光子力研究所格納庫。さやかとジュンが急ピッチで進むダイアナンとアフロダイの強化作業を眺めている。
「さやかさん、どう?」
「うーん・・・もうちょっとペースアップしないと・・・」
最近激しさを増すミケーネの攻撃に対し、苦戦し傷つくことが多くなってきたマジンガーゴッデスたち。女性型ロボットの宿命として、パワーに劣る部分をスピードやパイロットの経験でなんとかカバーしてきたが、それもだんだん厳しくなってきている。
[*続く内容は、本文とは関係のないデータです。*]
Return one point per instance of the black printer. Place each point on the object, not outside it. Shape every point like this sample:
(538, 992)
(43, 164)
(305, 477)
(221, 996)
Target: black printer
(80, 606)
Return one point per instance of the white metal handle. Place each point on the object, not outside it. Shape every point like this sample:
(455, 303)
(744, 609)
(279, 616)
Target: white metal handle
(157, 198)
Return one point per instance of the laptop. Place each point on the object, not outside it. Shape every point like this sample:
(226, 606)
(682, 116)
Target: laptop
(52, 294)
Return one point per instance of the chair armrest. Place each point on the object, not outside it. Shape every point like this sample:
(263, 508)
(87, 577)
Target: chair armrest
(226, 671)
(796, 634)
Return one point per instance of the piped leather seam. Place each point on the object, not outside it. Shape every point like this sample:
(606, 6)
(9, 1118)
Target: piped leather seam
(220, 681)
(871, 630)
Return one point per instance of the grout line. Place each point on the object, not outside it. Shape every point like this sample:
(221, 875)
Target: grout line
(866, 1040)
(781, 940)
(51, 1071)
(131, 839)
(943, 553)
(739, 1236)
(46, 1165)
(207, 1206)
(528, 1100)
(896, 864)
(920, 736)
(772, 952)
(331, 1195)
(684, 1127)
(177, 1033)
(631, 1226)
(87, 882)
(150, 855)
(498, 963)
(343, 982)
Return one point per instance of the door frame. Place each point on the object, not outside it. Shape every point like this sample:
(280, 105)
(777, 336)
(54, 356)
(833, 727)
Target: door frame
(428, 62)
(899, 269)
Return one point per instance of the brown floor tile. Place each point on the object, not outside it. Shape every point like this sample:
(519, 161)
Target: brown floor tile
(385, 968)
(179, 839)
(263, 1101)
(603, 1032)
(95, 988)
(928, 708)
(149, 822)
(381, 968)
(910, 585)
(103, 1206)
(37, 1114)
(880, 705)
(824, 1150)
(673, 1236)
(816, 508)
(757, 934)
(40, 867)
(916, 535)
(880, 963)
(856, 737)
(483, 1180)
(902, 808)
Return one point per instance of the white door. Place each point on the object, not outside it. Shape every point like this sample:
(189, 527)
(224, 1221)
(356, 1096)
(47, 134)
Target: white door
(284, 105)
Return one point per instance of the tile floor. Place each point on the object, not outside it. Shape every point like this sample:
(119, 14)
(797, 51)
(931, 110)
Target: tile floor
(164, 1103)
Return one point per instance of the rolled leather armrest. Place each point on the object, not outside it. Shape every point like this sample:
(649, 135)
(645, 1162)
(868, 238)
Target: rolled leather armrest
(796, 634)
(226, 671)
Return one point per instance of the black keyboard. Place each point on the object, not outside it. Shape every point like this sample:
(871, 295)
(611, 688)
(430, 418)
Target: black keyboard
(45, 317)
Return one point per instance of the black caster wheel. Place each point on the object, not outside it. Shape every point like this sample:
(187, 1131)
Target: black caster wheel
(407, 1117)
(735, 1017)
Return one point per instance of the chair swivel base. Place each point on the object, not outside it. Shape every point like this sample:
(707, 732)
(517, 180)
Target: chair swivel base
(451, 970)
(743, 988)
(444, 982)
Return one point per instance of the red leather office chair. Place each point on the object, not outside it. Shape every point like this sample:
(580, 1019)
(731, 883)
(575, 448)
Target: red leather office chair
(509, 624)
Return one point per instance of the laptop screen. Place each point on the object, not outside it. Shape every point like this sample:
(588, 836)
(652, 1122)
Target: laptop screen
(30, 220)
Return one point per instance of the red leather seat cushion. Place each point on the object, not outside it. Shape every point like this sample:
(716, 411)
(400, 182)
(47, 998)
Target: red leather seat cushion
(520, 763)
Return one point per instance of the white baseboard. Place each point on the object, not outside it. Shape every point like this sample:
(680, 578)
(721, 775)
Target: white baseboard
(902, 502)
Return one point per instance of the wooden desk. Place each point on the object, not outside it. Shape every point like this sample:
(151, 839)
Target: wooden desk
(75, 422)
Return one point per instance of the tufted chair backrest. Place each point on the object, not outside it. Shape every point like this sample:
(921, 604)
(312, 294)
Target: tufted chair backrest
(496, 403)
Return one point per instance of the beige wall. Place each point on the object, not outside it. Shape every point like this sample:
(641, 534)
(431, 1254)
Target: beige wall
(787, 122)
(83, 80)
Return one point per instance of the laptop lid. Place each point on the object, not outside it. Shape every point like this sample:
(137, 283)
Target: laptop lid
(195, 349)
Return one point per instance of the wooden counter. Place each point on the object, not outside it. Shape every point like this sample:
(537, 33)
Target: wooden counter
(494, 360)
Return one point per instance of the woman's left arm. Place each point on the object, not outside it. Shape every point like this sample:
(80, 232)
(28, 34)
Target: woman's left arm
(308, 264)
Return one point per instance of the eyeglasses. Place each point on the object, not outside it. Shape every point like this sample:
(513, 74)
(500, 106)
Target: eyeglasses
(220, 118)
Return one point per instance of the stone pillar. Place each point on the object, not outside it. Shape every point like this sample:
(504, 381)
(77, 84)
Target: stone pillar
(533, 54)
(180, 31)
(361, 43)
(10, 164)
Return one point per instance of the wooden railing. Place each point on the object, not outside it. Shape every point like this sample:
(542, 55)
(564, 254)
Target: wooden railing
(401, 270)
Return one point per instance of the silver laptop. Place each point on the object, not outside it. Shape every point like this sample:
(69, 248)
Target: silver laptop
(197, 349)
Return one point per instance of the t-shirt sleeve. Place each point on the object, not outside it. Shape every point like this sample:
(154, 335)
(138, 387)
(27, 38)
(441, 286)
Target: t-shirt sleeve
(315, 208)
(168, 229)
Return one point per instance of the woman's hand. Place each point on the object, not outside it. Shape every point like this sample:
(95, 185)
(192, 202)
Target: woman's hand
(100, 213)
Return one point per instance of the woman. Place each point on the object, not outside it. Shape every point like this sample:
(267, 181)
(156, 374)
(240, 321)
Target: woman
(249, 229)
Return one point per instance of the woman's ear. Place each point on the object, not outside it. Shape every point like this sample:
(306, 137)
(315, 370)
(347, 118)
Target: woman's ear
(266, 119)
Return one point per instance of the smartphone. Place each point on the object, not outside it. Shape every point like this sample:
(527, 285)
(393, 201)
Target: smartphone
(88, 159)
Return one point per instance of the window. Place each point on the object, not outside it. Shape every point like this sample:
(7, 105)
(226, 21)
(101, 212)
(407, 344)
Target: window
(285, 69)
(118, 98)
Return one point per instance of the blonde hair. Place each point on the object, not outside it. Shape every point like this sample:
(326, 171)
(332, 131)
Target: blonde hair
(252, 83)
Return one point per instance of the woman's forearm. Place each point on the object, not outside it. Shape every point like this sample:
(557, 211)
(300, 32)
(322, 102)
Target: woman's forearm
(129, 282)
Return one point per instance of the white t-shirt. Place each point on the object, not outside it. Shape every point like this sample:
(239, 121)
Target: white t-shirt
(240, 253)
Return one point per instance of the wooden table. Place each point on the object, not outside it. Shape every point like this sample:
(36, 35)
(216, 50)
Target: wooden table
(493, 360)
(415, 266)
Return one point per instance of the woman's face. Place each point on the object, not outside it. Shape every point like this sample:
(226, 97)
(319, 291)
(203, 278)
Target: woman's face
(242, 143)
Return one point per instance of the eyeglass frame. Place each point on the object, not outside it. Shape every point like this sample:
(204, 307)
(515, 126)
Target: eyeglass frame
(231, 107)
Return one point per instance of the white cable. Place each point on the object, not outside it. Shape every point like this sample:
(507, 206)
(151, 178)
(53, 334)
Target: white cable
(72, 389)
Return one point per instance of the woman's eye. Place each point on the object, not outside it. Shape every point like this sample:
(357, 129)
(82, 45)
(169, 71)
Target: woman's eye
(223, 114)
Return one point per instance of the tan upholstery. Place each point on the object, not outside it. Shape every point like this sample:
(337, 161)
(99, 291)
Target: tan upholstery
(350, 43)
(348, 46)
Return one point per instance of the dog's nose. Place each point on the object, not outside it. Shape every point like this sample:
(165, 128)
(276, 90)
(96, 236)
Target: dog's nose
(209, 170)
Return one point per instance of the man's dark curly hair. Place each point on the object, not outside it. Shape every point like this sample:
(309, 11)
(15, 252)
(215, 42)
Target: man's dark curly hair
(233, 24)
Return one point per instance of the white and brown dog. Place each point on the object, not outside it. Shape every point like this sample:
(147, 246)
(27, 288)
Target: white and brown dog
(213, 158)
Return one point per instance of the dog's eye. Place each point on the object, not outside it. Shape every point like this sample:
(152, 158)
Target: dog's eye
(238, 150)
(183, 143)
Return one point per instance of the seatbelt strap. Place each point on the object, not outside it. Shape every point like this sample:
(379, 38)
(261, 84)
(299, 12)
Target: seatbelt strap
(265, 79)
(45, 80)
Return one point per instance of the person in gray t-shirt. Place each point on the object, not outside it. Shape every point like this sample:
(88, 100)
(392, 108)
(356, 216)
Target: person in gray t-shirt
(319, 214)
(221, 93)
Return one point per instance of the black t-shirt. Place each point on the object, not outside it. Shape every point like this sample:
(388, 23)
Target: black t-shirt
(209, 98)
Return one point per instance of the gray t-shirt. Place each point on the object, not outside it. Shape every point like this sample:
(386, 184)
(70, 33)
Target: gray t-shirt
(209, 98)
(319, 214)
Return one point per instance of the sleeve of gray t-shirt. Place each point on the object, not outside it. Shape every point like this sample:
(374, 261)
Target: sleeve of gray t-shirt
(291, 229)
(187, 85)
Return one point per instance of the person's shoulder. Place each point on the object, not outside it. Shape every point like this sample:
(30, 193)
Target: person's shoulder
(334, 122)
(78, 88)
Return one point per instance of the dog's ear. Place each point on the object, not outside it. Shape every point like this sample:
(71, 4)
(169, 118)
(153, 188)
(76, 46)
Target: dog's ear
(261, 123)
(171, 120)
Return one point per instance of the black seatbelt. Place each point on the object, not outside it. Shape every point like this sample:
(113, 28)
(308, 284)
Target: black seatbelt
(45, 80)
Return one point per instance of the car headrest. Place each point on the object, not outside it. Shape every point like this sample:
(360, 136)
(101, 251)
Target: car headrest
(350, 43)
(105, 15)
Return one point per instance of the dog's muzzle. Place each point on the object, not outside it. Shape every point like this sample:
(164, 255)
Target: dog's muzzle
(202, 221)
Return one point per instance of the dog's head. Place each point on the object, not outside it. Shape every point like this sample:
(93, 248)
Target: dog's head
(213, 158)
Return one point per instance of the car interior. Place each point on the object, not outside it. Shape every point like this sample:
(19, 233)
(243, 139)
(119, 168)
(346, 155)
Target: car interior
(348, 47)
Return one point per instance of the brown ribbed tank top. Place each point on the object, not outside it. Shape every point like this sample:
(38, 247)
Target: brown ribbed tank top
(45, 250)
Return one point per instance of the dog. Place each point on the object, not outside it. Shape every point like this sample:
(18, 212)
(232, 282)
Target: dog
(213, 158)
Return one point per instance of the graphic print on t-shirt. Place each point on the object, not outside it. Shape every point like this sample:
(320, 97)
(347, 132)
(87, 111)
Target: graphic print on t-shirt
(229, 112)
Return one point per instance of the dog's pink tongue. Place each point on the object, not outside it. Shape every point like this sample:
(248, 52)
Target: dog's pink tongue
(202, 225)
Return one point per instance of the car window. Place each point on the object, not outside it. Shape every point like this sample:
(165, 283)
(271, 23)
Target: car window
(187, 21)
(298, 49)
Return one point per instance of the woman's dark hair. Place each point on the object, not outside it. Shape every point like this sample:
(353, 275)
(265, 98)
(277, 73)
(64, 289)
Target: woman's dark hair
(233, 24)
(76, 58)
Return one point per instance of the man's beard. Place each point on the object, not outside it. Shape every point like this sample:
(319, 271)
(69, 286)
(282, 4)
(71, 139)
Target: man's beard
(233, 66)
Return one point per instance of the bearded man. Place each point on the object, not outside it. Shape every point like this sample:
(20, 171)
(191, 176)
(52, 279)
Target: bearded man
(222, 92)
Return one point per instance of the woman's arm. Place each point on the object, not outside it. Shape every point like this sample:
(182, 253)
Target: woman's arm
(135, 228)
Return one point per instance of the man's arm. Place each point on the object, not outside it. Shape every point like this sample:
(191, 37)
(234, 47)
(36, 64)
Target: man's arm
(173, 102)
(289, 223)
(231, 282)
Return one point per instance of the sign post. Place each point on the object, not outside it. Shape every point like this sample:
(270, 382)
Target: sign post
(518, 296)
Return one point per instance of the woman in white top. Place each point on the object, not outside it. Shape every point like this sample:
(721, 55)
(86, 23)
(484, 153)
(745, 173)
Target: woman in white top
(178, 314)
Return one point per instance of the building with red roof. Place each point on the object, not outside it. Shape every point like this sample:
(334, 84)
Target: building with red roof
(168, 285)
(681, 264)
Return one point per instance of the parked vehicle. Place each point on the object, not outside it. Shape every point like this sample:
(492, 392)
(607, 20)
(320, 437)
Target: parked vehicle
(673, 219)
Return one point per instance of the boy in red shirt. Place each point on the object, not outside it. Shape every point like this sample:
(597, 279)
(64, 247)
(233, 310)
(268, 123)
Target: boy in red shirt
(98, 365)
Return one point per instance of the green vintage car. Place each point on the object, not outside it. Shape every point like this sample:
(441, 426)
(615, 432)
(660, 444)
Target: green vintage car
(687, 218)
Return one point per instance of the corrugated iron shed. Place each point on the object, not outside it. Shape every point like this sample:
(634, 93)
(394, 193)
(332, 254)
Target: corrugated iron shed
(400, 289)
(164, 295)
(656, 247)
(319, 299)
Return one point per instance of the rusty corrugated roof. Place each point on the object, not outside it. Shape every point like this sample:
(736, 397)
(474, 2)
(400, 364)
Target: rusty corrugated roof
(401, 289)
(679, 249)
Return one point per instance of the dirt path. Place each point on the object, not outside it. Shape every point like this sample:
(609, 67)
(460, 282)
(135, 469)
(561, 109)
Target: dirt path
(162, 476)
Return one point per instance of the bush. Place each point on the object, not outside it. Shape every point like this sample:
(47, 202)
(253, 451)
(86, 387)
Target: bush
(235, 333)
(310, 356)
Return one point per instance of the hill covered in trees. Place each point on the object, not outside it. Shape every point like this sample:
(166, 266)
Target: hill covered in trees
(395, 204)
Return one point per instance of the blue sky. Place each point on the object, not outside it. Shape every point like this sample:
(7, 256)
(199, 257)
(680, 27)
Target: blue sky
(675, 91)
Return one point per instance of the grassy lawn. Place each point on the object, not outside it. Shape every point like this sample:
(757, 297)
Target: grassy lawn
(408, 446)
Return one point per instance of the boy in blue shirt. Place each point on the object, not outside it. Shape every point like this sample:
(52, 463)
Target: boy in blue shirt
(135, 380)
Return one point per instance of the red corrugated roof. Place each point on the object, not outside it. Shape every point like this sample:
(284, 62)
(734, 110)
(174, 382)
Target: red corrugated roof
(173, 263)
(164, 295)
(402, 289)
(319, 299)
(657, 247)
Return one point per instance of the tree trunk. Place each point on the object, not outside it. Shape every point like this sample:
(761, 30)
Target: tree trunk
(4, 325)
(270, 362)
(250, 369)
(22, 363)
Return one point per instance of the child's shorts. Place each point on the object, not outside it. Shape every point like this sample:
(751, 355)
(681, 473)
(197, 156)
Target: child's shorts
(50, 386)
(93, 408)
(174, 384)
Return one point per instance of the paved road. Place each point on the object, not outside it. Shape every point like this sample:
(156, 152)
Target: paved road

「今の私たちは行動の自由を奪われたら即ピンチでしょ?」
「ええ・・・」
悔しいが同意せざるをえないジュン。
「だから、Zとグレートの武器をちょっぴり改造して、ダイアナンとビューナスに追加してるの」
「楽しみね」
ミケーネ帝国。地獄大将軍が2体の戦闘獣を前にしている
「ユニガロス、イスカリオスよ。お前たちの力であの生意気な小娘どもを倒してくるのだ」
2体とも触手で相手を絡め取り、動けなくする攻撃を得意としている戦闘獣だ。
「いくら強いとはいえ、所詮は女。お前たちのパワーで粉々に砕いてしまうのだ」
「戦闘獣接近!」
鳴り響くサイレン。スクリーンに映し出される2体の戦闘獣。
「来たわね、戦闘獣!」
今にも飛び出さんばかりのジュンとは裏腹に、さやかは戦闘獣の形状を見て、嫌な予感を覚えていた。
「ちょっと待って、ジュンさん」
「どうしたの?」
「まずダイアナンで様子を見るわ。ビューナスはパワーアップがあと少しで終わるから、それまで待機しててくれない?」
「平気よ、あんな奴ら」
「ジュンさん、お願い・・・」
「・・・わかったわ」
「ありがと。じゃあお先に!」
ミニスカートを翻して出撃していくさやか。
光子力研究所に到達した2体の戦闘獣。待ち構えているダイアナン。
「さあ、ここから先は一歩も通さないわよ!」
戦闘体勢に入る。
「スカーレットビーム!」
ダイアナンのビームがユニガロスを襲う。しかしユニガロスは身軽にかわすと、頭部のヒトデ状の触手を発射。
「あっ・・・」
ダイアナンの両腕ごと体に巻き付き、自由を奪う。
「くっ・・・こんなもの!オッパイミサイル!」
必殺技を放とうとするが、触手の力は強く、発射できない。ニヤリと笑うユニガロスは頭部から槍を出し、四つん這いになるとダイアナンに向かって走り出す。
「ああーっ!」
頭部の槍を梃子のように使い、ダイアナンを空中に打ち上げる。
「さやかさん!ビューナスはまだなの!?」
あせるジュンはコントロールタワーから格納庫に連絡する。
「あと少しです!」
「早く!さやかさんが大ピンチなのよ!」
何度か空中に打ち上げられたダイアナンが落下してくる。ユニガロスは四つん這いをやめ、落下点に仁王立ち。頭部の槍がキラリと光り、ダイアナンの背中から腹部を貫く。
「ぐっ・・・ああん・・・」
ユニガロスの頭部で串刺しにされるダイアナン。ユニガロスはダイアナンをイスカリオスの方に放り投げる。イスカリオスはダイアナンを拾い上げ、怪力で首を締める。
「ああっ・・・スカーレットビーム!」
しかし、腹部を貫通されたためか、スカーレットビームは発射されない。徐々にダイアナンの首にめり込むイスカリオスの指。
「・・・あっ・・・ああん・・・アアーッ!」
苦悶するさやか。
「ジュンさん、ビューナスA出撃OKです!」
やっと格納庫から連絡が来た。駆け出すジュン。